Comprehensive data protection for all workloads
Post Reply
b.vanhaastrecht
Service Provider
Posts: 833
Liked: 154 times
Joined: Aug 26, 2013 7:46 am
Full Name: Bastiaan van Haastrecht
Location: The Netherlands
Contact:

Copy job botthleneck and decompress

Post by b.vanhaastrecht »

Hi,

We have a single box proxy & repository Veeam server: HP DL380 Gen8 with 32GB RAM, 16 Core's, 32 hyperthreaded, 2 LAN 10GbE, 2 iSCSI 10GbE, 3x D2700 with 18TB on 25x 15k 900GB SAS each. The local repository is fast for instant recovery ext, and then we push the backups with a copy jobs thru CIFS to a Quantum DXi 6702, a 2x 10GbE, dedupe unit.

We notice poor thruput performance of the copy job towards the DXi. 2GbE / 200MB/s max, very fluctuating. Bottleneck of all copy jobs show proxy is the main problem:
Source 10%, Proxy 60%, Network 20%, Target 40%

I need some help interpreting the botthleneck stats on the copy jobs:
1) Network, does it mean Proxy to Repository agent traffic (even on same box?), or repository agent to CIFS share?
2) Target, how is this meassured?

Secondly, we notice a very high CPU utilization on ALL 32 core's when decompress is enabled on repository or copy job. Litterly 80-100% on all core's when a vmdk disk is being copied. So proxy mentiond in botthleneck is probebly because of CPU stressed:
3) Howcome all CPU core's seems to be used when a single job copy is executed? (the proxy is set to 16 (of 32), the copy job doesn't seem to respect this setting.)
4) Howcome CPU utilization for decompress is much much intens then compress on backup. By far, we don't see the same CPU utilisation on backup (compression optimal / local target).

And as last:
5) Whats the difference between decompress on repository or copy job when backup up to CIFS share?

Thanks in advance, regards,
Bastiaan
======================================================
Veeam ProPartner, Service Provider and a proud Veeam Legend
foggy
Veeam Software
Posts: 21071
Liked: 2115 times
Joined: Jul 11, 2011 10:22 am
Full Name: Alexander Fogelson
Contact:

Re: Copy job botthleneck and decompress

Post by foggy »

Bastiaan, "Proxy" in case of direct backup copy job is Veeam data mover agent installed on the source backup repository and performing data compression prior to transfer to the target. In your case, since you're using CIFS, target repository is also the same server and target data mover performing decompression is also installed on it. That is why you see high CPU usage and why proxy is being reported as bottleneck.

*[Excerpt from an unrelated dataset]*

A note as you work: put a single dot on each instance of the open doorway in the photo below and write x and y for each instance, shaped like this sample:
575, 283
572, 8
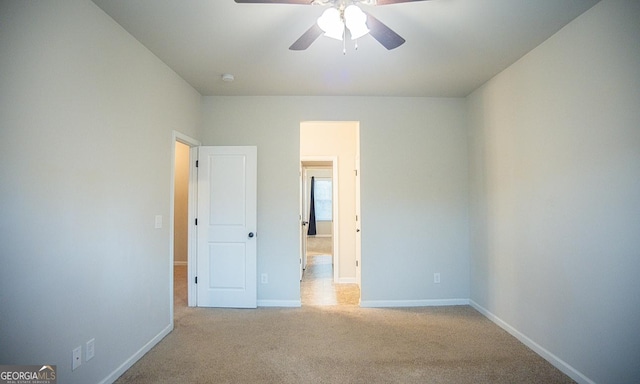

Do you want to write uncompressed backups for the purpose of better deduplication on the target device? What compression settings do you specify for both regular backup and backup copy jobs?
b.vanhaastrecht wrote:1) Network, does it mean Proxy to Repository agent traffic (even on same box?), or repository agent to CIFS share?
"Network" here refers to the connection between source and target data movers, so in your case it is their local communication.
b.vanhaastrecht wrote:2) Target, how is this meassured?
"Target" is the write speed to the target storage.
b.vanhaastrecht
Service Provider
Posts: 833
Liked: 154 times
Joined: Aug 26, 2013 7:46 am
Full Name: Bastiaan van Haastrecht
Location: The Netherlands
Contact:

Re: Copy job botthleneck and decompress

Post by b.vanhaastrecht »

Hi Alexander, thank you for your anwsers. It's clear now.
foggy wrote:Do you want to write uncompressed backups for the purpose of better deduplication on the target device? What compression settings do you specify for both regular backup and backup copy jobs?
Yes, we want to decompress before storing to the DXi dedupe unit.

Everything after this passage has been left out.